Kroth, the iron alligator, ignored the duel. It lunged forward with a speed that defied its immense bulk. Its jaws, lined with teeth like black, iron spikes, opened wide. But it was not aiming for Ken’s physical body. It was aiming for the very essence of his power. The jaws snapped shut on the shimmering, crimson aura of Ken’s spiritual pressure, the manifested soul of his King-Level power.


The effect was instantaneous and profound. Ken’s crushing grip faltered. A visible tremor ran through his demonic form. It was not a physical wound, but a spiritual one, a violation of the deepest and most fundamental level. Jager had not just found a way to defend against him; he had found a way to feed on him. The alligator’s eyes began to glow brighter, its own power being nourished by the life force it was draining from Ken. The tide of the battle had just, in a single, horrific moment, turned.

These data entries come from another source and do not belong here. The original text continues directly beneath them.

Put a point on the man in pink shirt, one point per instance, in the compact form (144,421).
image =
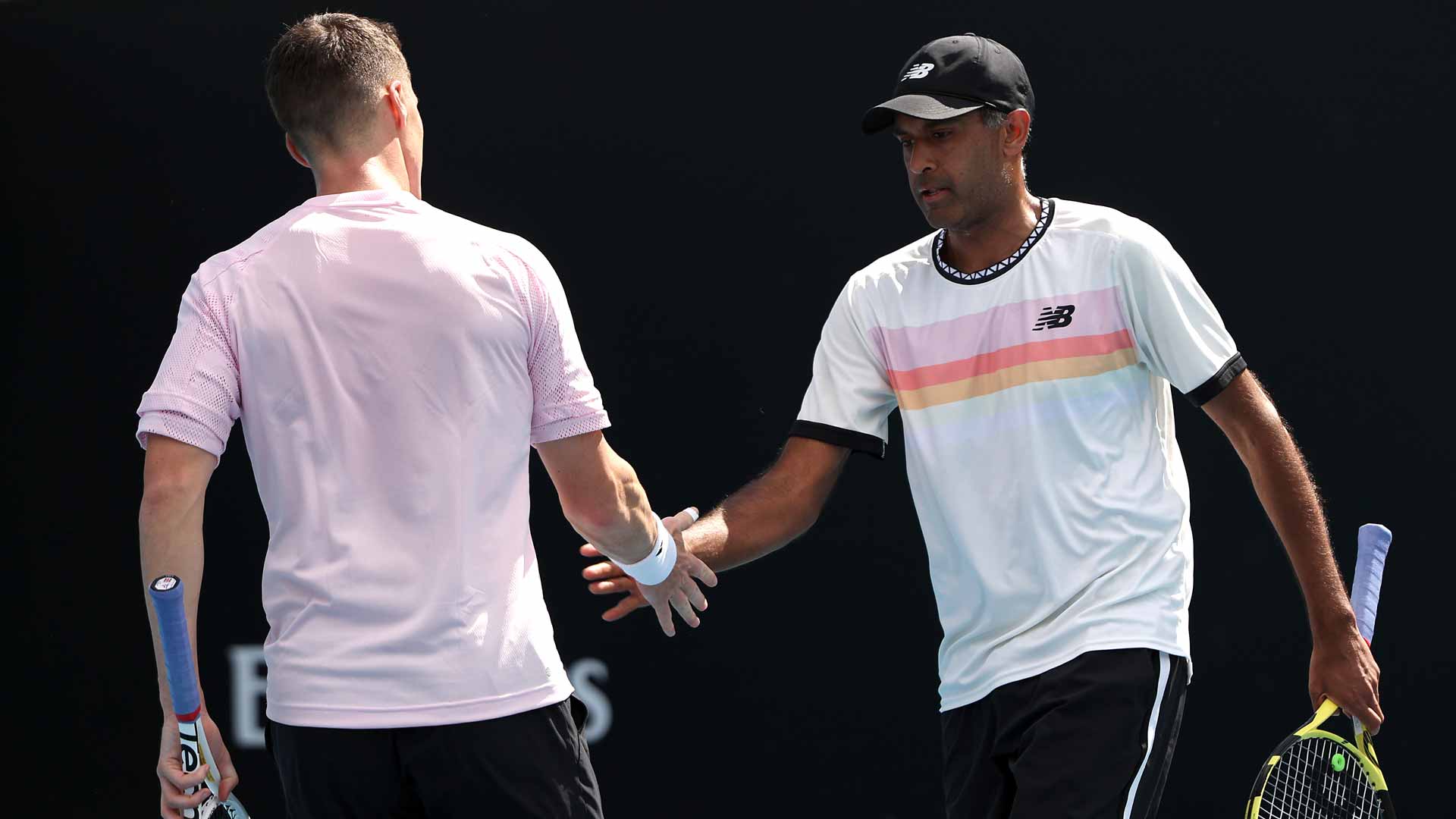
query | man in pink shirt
(392,366)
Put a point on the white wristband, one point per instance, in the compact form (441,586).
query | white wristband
(657,566)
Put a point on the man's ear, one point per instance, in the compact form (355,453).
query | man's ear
(397,104)
(1018,130)
(293,150)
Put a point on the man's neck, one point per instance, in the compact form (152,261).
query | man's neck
(373,174)
(995,238)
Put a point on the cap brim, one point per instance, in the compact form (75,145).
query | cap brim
(921,105)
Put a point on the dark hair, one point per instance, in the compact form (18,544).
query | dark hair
(325,76)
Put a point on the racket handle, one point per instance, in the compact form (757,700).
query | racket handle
(177,646)
(1365,589)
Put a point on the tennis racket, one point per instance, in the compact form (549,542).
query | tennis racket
(1318,774)
(177,651)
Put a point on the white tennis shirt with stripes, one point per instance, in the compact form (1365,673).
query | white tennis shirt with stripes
(392,366)
(1038,433)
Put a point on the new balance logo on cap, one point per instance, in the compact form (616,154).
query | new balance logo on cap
(1052,318)
(919,72)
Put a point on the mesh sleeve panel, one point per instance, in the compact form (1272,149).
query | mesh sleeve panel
(196,397)
(565,400)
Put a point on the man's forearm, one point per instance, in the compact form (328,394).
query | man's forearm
(171,531)
(171,544)
(1292,503)
(769,512)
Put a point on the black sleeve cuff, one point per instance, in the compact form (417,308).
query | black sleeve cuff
(1220,379)
(837,436)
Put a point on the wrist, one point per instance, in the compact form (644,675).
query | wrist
(658,563)
(1332,624)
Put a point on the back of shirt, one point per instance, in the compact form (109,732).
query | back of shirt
(391,365)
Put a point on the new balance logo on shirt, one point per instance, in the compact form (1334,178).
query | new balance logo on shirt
(1052,318)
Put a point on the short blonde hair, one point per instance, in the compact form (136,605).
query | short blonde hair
(325,76)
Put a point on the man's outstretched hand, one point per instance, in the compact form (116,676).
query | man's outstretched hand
(677,592)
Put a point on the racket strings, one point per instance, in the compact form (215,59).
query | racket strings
(1307,784)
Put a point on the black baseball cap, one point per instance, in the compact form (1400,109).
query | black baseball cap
(952,76)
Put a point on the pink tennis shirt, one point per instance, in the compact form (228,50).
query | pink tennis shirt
(392,365)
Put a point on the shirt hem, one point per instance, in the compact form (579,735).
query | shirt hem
(981,691)
(419,716)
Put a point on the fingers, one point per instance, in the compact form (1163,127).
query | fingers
(175,786)
(696,596)
(683,608)
(623,608)
(664,618)
(682,521)
(698,569)
(612,586)
(171,774)
(1372,719)
(603,570)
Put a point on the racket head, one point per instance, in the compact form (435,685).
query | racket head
(1318,774)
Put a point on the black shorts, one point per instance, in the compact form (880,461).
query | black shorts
(530,764)
(1091,738)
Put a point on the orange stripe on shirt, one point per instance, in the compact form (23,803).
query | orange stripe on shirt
(1015,375)
(963,369)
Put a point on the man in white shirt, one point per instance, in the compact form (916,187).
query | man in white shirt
(392,366)
(1030,344)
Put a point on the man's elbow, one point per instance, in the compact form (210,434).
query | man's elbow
(603,516)
(164,496)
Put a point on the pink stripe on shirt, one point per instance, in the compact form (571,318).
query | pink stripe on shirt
(1011,356)
(1008,325)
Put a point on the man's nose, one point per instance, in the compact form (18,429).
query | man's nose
(921,161)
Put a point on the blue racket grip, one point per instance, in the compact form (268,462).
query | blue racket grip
(1365,588)
(177,646)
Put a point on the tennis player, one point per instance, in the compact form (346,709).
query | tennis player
(1030,344)
(392,366)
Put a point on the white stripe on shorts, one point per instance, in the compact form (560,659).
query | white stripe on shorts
(1164,667)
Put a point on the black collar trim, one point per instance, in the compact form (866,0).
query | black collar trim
(986,275)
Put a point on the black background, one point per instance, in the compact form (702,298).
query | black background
(698,178)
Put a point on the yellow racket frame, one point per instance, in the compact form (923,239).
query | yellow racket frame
(1362,751)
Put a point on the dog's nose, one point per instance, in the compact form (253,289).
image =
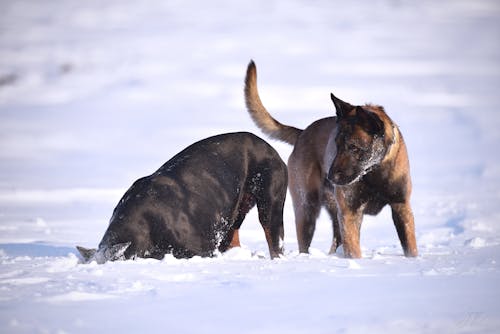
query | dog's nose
(336,177)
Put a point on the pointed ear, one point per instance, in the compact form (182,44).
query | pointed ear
(371,121)
(116,252)
(342,108)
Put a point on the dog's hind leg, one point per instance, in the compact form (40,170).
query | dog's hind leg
(305,188)
(331,208)
(405,226)
(305,222)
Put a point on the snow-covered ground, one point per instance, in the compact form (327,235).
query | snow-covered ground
(95,94)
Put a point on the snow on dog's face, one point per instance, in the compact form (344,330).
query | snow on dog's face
(359,141)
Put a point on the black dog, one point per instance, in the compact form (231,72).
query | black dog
(195,203)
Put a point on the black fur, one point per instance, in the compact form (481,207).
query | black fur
(195,202)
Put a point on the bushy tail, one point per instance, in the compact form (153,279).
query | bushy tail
(259,114)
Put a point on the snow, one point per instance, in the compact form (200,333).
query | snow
(94,95)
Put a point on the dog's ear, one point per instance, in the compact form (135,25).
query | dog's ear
(371,121)
(342,108)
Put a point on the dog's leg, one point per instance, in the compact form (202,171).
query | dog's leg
(270,208)
(349,220)
(331,207)
(405,226)
(306,213)
(235,241)
(272,223)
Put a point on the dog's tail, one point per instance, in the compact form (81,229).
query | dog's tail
(259,114)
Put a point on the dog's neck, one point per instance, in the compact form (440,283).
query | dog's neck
(392,146)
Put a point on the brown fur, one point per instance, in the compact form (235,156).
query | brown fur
(352,164)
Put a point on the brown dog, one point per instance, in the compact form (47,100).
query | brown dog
(352,164)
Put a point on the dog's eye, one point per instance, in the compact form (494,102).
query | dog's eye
(353,148)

Inside the carriage, Lloyd witnessed the entire exchange with a cold, detached clarity. His hand, which had been resting on the hilt of his own sword, tightened. His guardians were magnificent. They were titans. But they were facing an enemy who was not just powerful, but cunning and utterly without honor. He saw Habiba’s tactical victory, but also her draining reserves. He saw Ken’s overwhelming power, but also the insidious, soul-draining trap he had just fallen into.


His time as an observer was coming to an end. The moment for intervention was rapidly approaching.


Jager ripped his shattered wrist free from Ken’s momentarily loosened grip, a triumphant, pain-laced snarl on his face. "You see, monster?" he hissed, cradling his ruined arm. "Power is not about the size of the hammer. It is about where you choose to strike."


Ken stared at him, his crimson eyes burning with a new, more dangerous intensity. He could feel it—the subtle, constant drain on his spiritual core. Kroth’s jaws were a parasitic anchor, a metaphysical siphon that was slowly but surely bleeding him dry. His overwhelming advantage in raw power was being negated by this single, insidious technique.


He roared, a sound of pure, untamed fury, and launched himself at the alligator, intending to shatter its skull and break the connection. But Jager was a master of interference. He moved to intercept, his own movements now hampered by his injury but still preternaturally swift. He was no longer trying to win; he was trying to stall, to buy his spirit enough time to weaken Ken to the point of collapse. The duel devolved into a desperate, brutal brawl, with Ken trying to reach the spirit and Jager and Kroth working in perfect, agonizing tandem to keep him engaged and draining.


On the other side of the clearing, Habiba’s duel had also reached a critical phase. Having grounded Kael, she now pressed her advantage relentlessly. The Sandworm was a force of nature, its every movement reshaping the battlefield. It sent out waves of crushing sand, erupted pillars of rock to hem him in, and used its massive body as a living battering ram.


Kael, stripped of his aerial superiority, was forced into a desperate, defensive fight. He was incredibly fast on his feet, his insectoid legs propelling him in short, sharp bursts, but he was constantly reacting, constantly on the back foot. His stinger-lance, so deadly in the air, was now a clumsy defensive tool against the Sandworm’s overwhelming mass.